In the latest funding allocations under the 2003 aged care approvals round, two facilities in the Wills electorate received new residential aged care allocations. Coburg Aged Care received 60 high-care places and St Basils Nursing Home received funding for 21 new low-care places. Initially I welcomed this announcement, but when you have a look at the figures, you see that Coburg Aged Care has been forced to close down its high-care facility in Wills because of ageing and inferior infrastructure. The 40 beds currently in operation will move out shortly to an alternative site. In addition, 40 low-care beds from Munro Manor will leave. That means that the 81 beds that were allocated turn into a net gain of one new bed, not 81. We have had a number of aged care providers miss out in the latest funding round despite having workable and well-planned submissions to help ease the burden that we confront. We need more beds, more facilities and better funding and assistance for our aged care providers in the Wills community as a matter of priority.
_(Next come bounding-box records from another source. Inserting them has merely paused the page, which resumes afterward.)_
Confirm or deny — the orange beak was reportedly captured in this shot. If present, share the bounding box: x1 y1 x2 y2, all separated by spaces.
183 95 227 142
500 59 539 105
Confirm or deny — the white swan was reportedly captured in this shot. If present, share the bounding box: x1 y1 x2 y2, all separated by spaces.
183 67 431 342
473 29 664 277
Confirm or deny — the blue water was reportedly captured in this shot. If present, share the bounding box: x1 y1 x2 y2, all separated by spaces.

It is not simply that we are not getting new beds; there are also beds closing. Last week we had the Salvation Army announce that it intends to divest itself of 15 of its 19 aged care facilities. This confirms that aged care under this government is in a state of crisis and is collapsing. In Coburg the Salvation Army's Gilgunya Village comprises 50 low-care hostel style beds along with 12 two-bedroom independent living homes. It is a stone's throw from major shopping and community services, it is close to public transport and it is only a few years old. The fact that the Salvation Army cannot continue to sustain the burden of operating these facilities speaks volumes about the aged care crisis in Australia. This follows the Church Nursing Home, operated by the Baptist Church in Brunswick, closing the year before. We have a longstanding problem in relation to retaining facilities in inner metropolitan areas.

The Salvation Army says it is committed to ensuring that the needs of Gilgunya residents are met. I want to work with them to try to ensure that that occurs. What we have here is inevitably high competition for limited land in inner metropolitan areas. That poses a challenge for aged care developers. People such as those associated with the Pentridge Piazza project have been interested in developing aged care services and facilities, but they have not been able to do it. Conversely, others have been moving out. I have talked about the Salvation Army. I have talked about the Church Nursing Home. Moreland Private Nursing Home moved its services 20 kilometres out of the electorate, to Sunbury.

I am told by the government that this strategy is acceptable, but it makes a mockery of the government's Ageing in Place policy. While the government has made a commitment to assist regional communities in providing suitable aged care facilities for older Australians, those living in inner metropolitan areas of our major capital cities are finding it equally difficult to access aged care services in the communities that they have lived in all their lives and want to go on living in. I am sure the government has had all these issues drawn to its attention through the Hogan review, but the government is continuing to stall and procrastinate on the release of the Hogan report. Speculation is that it is being held back because it talks about more user-pays systems. Unfortunately, as long as this government fails to release that report and sits on its hands, aged care facilities in my electorate are closing down and being relocated, and the aged care crisis continues.